The renal arterial resistance index (RI) and the brachial-ankle pulse wave velocity (baPWV) are known as indicators of renal vascular resistance/systemic vascular damage and systemic arterial stiffness. The clinical significance of those parameters on clinical outcomes is poorly known in patients with and without heart failure with preserved ejection fraction (HFpEF). Baseline clinical data and the RI assessed by renal Doppler data, baPWV were obtained in patients with (HFpEF group, n = 60) and without HFpEF (non-HFpEF group, n = 51) who had a reduced estimated glomerular filtration rate (eGFR) of > 30 and < 60 mL/min/1.73 m). We investigated the association between the RI and baPWV and major clinical outcomes including hospitalization for heart failure, cardiovascular death, myocardial infarction or unstable angina or other cardiovascular events and death from another cause. The RI and baPWV were greater in the HFpEF group than in the non-HF group (0.75 ± 0.07 vs. 0.69 ± 0.08, p < 0.001; 2002 ± 430 vs. 1762 ± 300 cm/s, p = 0.001). The RI correlated significantly with baPWV in the HFpEF (r = 0.382, p = 0.003) and non-HFpEF groups (r = 0.414, p = 0.002). During the median follow-up period of 54 months, major clinical outcomes occurred in 41 (36.9%) patients. The RI value, statin use and the presence of HFpEF were major factors for predicting clinical outcomes by multivariate analysis. Among the patients who had mild-to-moderate renal dysfunction, an increased RI and baPWV were observed in HFpEF patients as compared to non-HFpEF patients, but the baPWV similarly correlated with the RI value regardless of HFpFE patients or not. The strong association between the high RI value and presence of HFpEF and major clinical outcomes, suggests that not only the presence of HFpEF but also the high RI value may help to identify the high-risk patients leading to poor clinical outcomes.

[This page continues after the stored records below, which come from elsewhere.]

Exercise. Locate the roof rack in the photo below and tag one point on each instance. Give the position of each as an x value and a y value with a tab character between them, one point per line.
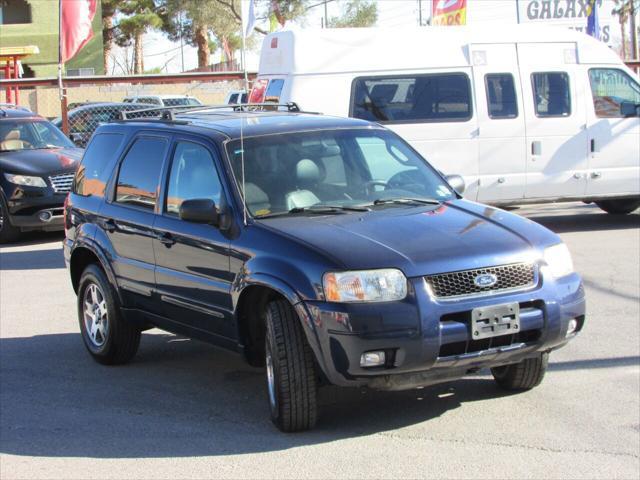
168	114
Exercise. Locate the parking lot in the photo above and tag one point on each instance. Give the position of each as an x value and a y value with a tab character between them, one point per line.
183	409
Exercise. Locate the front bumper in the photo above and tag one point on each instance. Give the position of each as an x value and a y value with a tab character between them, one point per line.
429	341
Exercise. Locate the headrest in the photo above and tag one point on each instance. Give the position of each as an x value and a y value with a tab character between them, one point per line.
307	171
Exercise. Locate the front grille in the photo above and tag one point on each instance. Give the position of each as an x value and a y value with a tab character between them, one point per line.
508	277
62	183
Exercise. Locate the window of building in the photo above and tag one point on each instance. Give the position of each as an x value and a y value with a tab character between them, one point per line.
193	175
14	12
610	88
442	97
501	95
140	173
551	94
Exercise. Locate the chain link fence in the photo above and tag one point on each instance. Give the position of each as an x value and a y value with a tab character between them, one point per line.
91	101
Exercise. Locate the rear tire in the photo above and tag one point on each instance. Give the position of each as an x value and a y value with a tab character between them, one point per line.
291	376
621	206
8	233
522	376
108	337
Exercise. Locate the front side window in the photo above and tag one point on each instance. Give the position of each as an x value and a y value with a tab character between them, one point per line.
193	175
31	135
611	88
355	168
551	94
501	95
140	172
439	97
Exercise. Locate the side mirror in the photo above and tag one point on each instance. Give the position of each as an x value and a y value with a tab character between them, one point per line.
456	182
629	109
200	210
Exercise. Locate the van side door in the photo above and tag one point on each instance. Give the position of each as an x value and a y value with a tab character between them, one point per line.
501	125
555	120
192	259
614	132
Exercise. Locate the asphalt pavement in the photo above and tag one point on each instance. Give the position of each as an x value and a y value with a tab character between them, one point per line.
184	409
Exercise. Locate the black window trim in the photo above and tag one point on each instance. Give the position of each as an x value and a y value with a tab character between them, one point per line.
113	187
533	94
413	75
486	92
593	105
166	172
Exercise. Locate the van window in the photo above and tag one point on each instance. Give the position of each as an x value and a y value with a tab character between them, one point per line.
92	174
193	175
610	88
551	95
501	95
439	97
140	172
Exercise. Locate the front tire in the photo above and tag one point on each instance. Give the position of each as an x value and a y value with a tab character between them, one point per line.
291	376
524	375
622	206
108	337
8	233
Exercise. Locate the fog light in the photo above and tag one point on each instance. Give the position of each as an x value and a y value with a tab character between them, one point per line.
372	359
571	328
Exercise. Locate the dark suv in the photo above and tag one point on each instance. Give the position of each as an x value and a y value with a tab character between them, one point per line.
325	249
37	166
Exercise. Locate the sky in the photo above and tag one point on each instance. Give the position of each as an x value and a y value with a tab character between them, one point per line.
160	52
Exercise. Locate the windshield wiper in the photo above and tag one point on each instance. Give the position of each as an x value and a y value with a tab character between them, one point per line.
319	209
407	201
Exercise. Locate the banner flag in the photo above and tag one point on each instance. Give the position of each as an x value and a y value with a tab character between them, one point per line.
449	12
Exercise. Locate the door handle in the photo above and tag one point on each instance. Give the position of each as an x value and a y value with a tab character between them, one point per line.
110	225
536	148
166	239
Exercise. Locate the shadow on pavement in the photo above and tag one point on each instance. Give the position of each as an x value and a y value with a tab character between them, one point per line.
179	398
32	259
587	222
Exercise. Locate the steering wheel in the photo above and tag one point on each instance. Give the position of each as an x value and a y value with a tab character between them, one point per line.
367	187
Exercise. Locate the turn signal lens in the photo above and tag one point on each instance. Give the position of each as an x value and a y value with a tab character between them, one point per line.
383	285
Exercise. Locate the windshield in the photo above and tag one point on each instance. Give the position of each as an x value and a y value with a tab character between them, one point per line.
286	174
30	135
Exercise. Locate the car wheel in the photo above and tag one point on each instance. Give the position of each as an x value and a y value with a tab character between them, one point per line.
109	338
621	206
291	377
522	376
8	233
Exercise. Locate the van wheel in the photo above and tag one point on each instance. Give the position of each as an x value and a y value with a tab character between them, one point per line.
109	338
291	377
621	206
8	233
522	376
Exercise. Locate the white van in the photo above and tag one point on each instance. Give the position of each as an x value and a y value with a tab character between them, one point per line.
525	113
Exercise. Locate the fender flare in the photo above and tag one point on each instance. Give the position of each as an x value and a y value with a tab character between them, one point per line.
289	293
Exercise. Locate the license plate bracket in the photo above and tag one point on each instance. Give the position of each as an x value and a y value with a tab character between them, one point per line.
495	320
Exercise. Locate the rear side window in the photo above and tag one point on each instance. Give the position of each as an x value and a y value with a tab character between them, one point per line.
412	98
501	95
140	172
92	174
551	94
610	88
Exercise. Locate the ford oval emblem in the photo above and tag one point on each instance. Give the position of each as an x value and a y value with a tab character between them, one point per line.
485	280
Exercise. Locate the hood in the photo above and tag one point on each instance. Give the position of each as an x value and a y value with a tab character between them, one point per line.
457	235
41	162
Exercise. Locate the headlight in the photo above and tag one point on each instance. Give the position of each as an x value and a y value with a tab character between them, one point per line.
558	259
384	285
25	180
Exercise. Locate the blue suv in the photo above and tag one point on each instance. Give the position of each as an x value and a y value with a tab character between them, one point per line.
324	249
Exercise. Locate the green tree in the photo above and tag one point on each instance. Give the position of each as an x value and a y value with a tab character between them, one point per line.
356	13
141	16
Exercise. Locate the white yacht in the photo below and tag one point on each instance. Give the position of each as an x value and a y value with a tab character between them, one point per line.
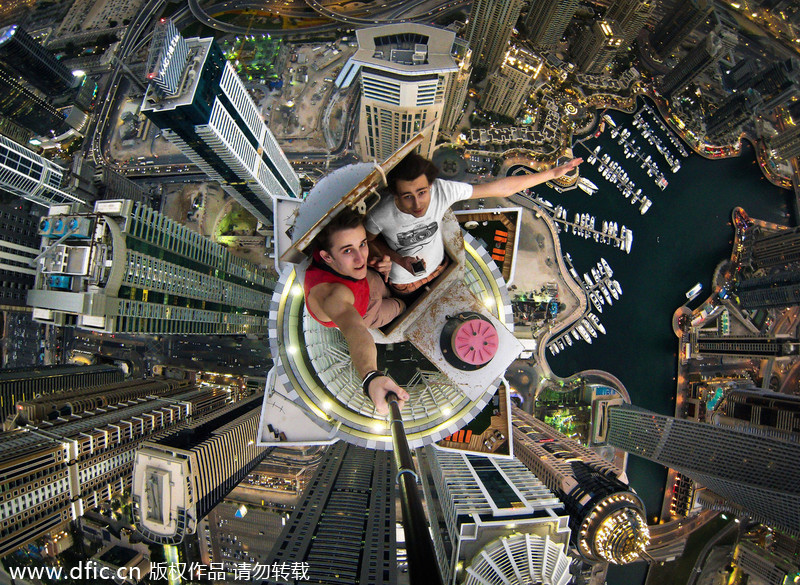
596	322
606	268
583	333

肾动脉阻力指数(RI)和臂踝脉搏波速度(baPWV)是肾血管阻力/全身血管损伤以及全身动脉僵硬度的指标。在射血分数保留的心力衰竭(HFpEF)患者和非HFpEF患者中,这些参数对临床结局的临床意义尚不清楚。在估算肾小球滤过率(eGFR)降低至>30且<60 mL/min/1.73 m²的HFpEF患者(HFpEF组,n = 60)和非HFpEF患者(非HFpEF组,n = 51)中,获取了基线临床数据以及通过肾多普勒数据评估的RI和baPWV。我们研究了RI和baPWV与主要临床结局之间的关联,这些结局包括因心力衰竭住院、心血管死亡、心肌梗死或不稳定型心绞痛或其他心血管事件以及因其他原因死亡。HFpEF组的RI和baPWV高于非HF组(0.75±0.07 vs. 0.69±0.08,p<0.001;2002±430 vs. 1762±300 cm/s,p = 0.001)。在HFpEF组(r = 0.382,p = 0.003)和非HFpEF组(r = 0.414,p = 0.002)中,RI与baPWV显著相关。在54个月的中位随访期内,41例(36.9%)患者发生了主要临床结局。通过多变量分析,RI值、他汀类药物的使用以及HFpEF的存在是预测临床结局的主要因素。在轻度至中度肾功能不全的患者中,与非HFpEF患者相比,HFpEF患者的RI和baPWV升高,但无论是否为HFpEF患者,baPWV均与RI值相似相关。高RI值与HFpEF的存在以及主要临床结局之间的强关联表明,不仅HFpEF的存在,而且高RI值可能有助于识别导致不良临床结局的高危患者。